Looking to buy a cobia/shallow water spotting platform, I do not want to have to pay that much... Doesn't have to be perfect, just something to get me off the water w/one rod holder


----------



## MrFish (Aug 21, 2009)

Here ya go!


----------



## zulubravo34 (Dec 23, 2010)

Ha! Thanks, but I've tried that... And in rough seas on my sea pro... Well let's just say I'm glad I'm a strong swimmer and can hold my breath


----------



## sniperpeeps (Mar 5, 2011)

That's the best platform I have seen:thumbup:


----------



## MrFish (Aug 21, 2009)

sniperpeeps said:


> That's the best platform I have seen:thumbup:


It was a thread from last cobia season. Do a search for "Caption Contest". 

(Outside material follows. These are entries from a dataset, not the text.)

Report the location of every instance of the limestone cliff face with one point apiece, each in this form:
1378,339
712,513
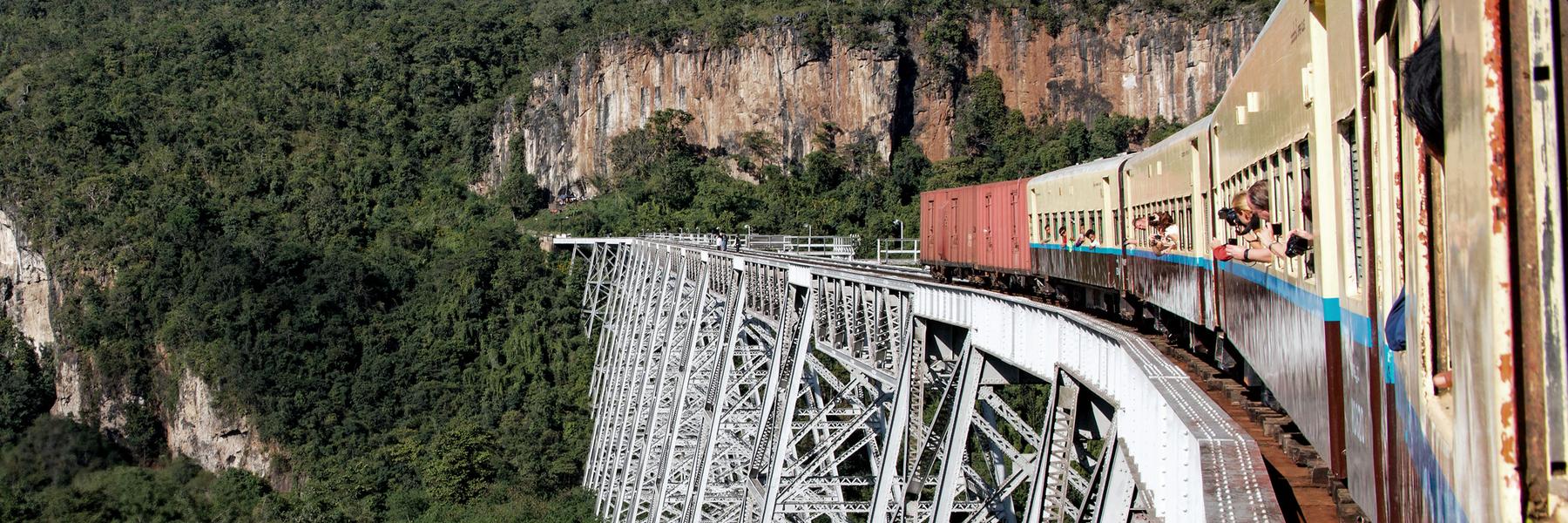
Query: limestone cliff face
24,286
768,82
1139,63
193,426
212,438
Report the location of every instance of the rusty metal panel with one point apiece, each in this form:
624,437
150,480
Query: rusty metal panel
980,227
1477,260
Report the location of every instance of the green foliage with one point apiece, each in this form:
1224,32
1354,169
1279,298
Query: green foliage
662,182
54,452
25,387
276,195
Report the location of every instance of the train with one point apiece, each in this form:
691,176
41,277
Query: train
1465,419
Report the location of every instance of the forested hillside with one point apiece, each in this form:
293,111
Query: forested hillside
274,197
664,182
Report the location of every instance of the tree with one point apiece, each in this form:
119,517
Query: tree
25,388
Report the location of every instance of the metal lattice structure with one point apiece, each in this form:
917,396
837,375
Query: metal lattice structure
745,388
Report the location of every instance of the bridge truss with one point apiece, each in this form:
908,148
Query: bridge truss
753,388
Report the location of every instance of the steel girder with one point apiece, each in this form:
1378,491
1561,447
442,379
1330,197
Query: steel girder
740,388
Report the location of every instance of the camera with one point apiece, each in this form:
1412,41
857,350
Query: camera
1233,217
1297,245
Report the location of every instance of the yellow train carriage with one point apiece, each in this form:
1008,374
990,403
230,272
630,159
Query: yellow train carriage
1064,206
1170,266
1267,131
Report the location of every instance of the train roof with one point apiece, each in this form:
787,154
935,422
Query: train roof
1084,168
1179,139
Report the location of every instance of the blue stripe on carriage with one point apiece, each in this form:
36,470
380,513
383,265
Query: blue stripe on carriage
1358,325
1097,250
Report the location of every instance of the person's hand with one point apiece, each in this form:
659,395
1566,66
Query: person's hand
1264,234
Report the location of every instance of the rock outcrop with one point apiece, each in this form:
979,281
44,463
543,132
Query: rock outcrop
1139,65
212,438
768,82
772,82
193,426
24,286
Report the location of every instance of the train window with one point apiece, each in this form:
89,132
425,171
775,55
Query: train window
1305,166
1352,184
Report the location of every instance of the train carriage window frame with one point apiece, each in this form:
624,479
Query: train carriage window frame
1305,178
1352,184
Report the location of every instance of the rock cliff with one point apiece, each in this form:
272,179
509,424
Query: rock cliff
213,438
770,80
192,425
24,286
1139,65
767,82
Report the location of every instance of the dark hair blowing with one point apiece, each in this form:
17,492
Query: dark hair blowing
1423,95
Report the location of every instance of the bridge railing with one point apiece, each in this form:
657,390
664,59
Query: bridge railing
835,247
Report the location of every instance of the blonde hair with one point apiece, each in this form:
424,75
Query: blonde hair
1239,201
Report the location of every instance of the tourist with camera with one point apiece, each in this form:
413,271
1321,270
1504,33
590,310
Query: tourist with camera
1247,214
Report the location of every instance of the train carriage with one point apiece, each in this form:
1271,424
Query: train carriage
1275,313
1172,178
1468,421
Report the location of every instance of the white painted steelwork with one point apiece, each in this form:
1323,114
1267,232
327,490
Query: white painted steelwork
733,387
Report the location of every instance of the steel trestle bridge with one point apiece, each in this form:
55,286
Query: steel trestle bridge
752,387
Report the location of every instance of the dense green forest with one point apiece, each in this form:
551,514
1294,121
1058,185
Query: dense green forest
274,195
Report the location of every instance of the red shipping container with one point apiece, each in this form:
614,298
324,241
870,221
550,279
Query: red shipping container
979,227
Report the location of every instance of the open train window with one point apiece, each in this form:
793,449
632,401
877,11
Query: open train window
1352,184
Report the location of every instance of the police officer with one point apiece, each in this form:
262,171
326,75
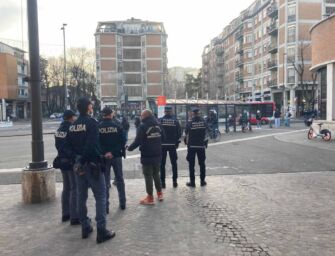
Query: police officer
64,158
113,141
83,137
170,143
148,138
196,139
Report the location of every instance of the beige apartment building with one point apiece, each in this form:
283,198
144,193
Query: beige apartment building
255,56
14,93
131,61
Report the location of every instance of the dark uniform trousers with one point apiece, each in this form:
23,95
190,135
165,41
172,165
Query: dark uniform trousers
173,159
98,186
201,154
116,163
69,194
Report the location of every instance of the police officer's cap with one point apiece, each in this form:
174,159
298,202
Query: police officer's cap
82,104
106,111
168,109
68,114
195,110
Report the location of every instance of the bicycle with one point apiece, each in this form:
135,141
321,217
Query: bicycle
325,134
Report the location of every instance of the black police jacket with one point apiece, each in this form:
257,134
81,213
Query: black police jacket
149,139
196,133
112,137
64,151
83,138
172,130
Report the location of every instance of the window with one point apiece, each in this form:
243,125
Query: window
291,34
291,76
291,10
290,54
248,68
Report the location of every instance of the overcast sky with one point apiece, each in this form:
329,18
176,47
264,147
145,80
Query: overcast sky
190,24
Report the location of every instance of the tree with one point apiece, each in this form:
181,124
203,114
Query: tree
308,88
193,85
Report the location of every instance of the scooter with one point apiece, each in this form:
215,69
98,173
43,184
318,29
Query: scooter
325,134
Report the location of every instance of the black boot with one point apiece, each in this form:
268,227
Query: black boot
190,184
163,184
65,218
74,222
104,235
85,232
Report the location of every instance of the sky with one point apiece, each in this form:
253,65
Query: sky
190,24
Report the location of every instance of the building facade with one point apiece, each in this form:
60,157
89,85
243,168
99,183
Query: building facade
323,62
265,54
14,93
131,61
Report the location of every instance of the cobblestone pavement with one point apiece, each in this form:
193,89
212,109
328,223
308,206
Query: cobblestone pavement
264,214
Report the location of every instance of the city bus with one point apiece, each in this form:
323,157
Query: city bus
225,110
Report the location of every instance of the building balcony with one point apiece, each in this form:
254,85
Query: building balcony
272,11
238,63
219,51
220,62
273,48
272,29
272,65
272,83
291,18
239,35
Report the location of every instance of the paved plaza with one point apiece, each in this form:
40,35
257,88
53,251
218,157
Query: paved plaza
263,214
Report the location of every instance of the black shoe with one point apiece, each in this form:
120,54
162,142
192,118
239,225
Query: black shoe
85,232
74,222
104,235
65,218
190,184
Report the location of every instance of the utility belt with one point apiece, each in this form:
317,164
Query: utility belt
94,168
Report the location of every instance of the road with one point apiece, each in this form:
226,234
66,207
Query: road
262,151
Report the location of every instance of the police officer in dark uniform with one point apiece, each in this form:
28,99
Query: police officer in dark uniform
113,141
170,143
65,163
197,140
83,137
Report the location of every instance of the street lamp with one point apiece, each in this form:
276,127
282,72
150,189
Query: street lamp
64,75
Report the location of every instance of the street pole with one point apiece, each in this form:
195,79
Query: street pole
64,75
38,161
38,180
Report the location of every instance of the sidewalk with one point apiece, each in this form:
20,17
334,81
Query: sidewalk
277,214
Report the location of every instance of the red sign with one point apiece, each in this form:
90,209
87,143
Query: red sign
161,101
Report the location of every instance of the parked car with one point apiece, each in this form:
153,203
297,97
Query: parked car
56,115
253,120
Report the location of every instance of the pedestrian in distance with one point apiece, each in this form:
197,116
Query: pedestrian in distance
64,162
259,119
83,138
149,140
113,142
125,126
197,141
288,116
277,116
170,143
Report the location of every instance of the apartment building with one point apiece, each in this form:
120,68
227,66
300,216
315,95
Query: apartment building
14,93
131,61
257,55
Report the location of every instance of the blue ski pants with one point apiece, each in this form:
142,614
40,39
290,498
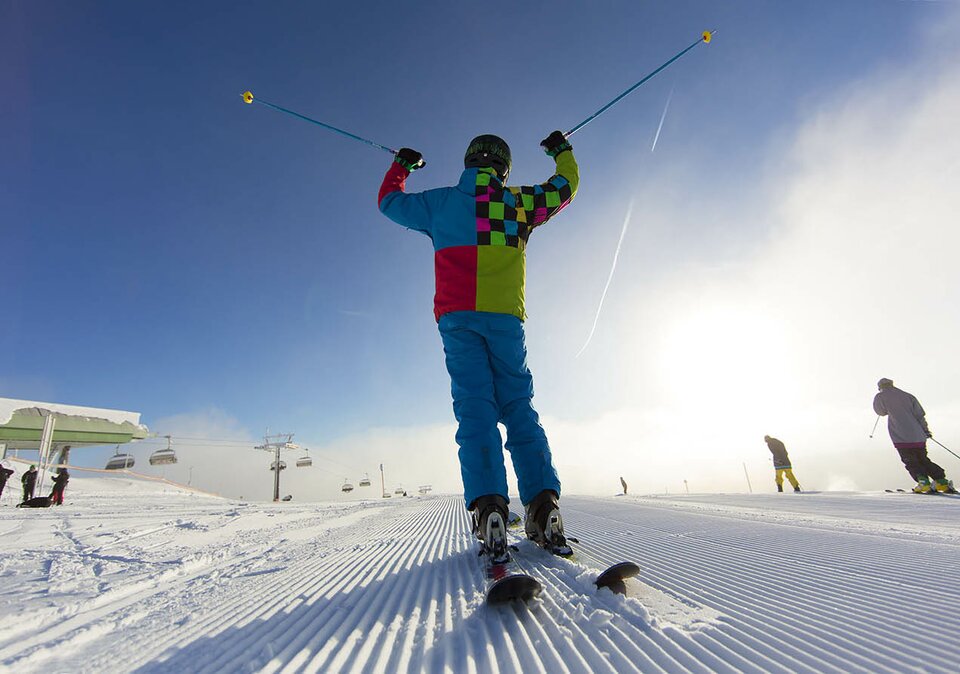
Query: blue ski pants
486,357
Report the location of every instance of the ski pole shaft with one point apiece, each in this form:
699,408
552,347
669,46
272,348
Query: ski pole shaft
945,447
248,98
705,38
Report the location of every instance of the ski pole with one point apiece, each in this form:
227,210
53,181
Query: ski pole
705,38
946,448
248,98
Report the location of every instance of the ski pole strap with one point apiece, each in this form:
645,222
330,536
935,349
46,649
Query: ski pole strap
707,35
248,98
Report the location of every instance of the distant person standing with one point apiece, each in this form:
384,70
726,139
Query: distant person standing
781,463
5,474
907,424
29,482
59,484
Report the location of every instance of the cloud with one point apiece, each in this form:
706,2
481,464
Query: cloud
851,276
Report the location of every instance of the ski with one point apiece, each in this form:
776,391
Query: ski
505,580
933,492
612,577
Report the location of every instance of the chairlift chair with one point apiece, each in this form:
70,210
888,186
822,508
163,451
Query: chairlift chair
163,456
120,461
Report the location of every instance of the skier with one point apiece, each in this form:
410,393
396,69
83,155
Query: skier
781,463
907,424
5,474
480,229
29,481
59,484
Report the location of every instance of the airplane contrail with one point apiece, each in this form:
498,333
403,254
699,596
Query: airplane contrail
616,255
662,117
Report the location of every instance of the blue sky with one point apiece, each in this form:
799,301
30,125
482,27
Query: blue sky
172,251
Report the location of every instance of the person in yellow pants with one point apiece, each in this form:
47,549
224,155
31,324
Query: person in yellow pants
781,463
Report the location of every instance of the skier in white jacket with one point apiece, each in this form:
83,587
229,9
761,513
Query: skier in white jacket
907,424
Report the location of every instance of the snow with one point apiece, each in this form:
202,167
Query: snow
8,406
130,575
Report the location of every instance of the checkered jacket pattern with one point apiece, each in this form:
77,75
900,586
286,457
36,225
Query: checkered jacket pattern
480,230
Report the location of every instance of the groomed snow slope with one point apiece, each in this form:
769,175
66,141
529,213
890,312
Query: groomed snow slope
128,576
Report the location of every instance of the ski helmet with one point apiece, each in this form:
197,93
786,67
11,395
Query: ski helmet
489,151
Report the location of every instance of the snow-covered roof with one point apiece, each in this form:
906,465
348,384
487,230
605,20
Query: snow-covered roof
21,422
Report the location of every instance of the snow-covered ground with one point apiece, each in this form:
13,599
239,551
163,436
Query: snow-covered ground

Back to the OP, do you have a t-top on there right now?


----------



## johnboatjosh (May 19, 2008)

*here's mine*

Here is a casting/spotting platform I recently had fabbed by Blue Coral in Pcola. It works well and looks pretty nice in my opinion.


----------



## zulubravo34 (Dec 23, 2010)

No t-top, and that's a great bow mount! Exactly what I want! But probably way to expensive


----------



## PCDAVE (Apr 25, 2010)

johnboatjosh said:


> Here is a casting/spotting platform I recently had fabbed by Blue Coral in Pcola. It works well and looks pretty nice in my opinion.


I'm interested in having one of these built. I know this is better than trying to spot one from the boat deck but has anyone used this type platform and caught cobia? Is this attached to the deck at the legs or just the turnbuckle holding it down?


----------



## Breeze Fabricators (Oct 2, 2007)

*Casting platform*

We make them similar to the one shown. We install a stainless flushmount fuel fill 
with two screw in lids o rcaps. One is drilled with a large stainless eye bolt to attach the casting platform to.The other is smooth on top so when you remove the platform the deck is still smooth.


----------



## Breeze Fabricators (Oct 2, 2007)

*Folder*








This is what I have on my home computer. This tower attaches to the rear of a standard casting platform and folds for transport or storage,low bridges ect.


----------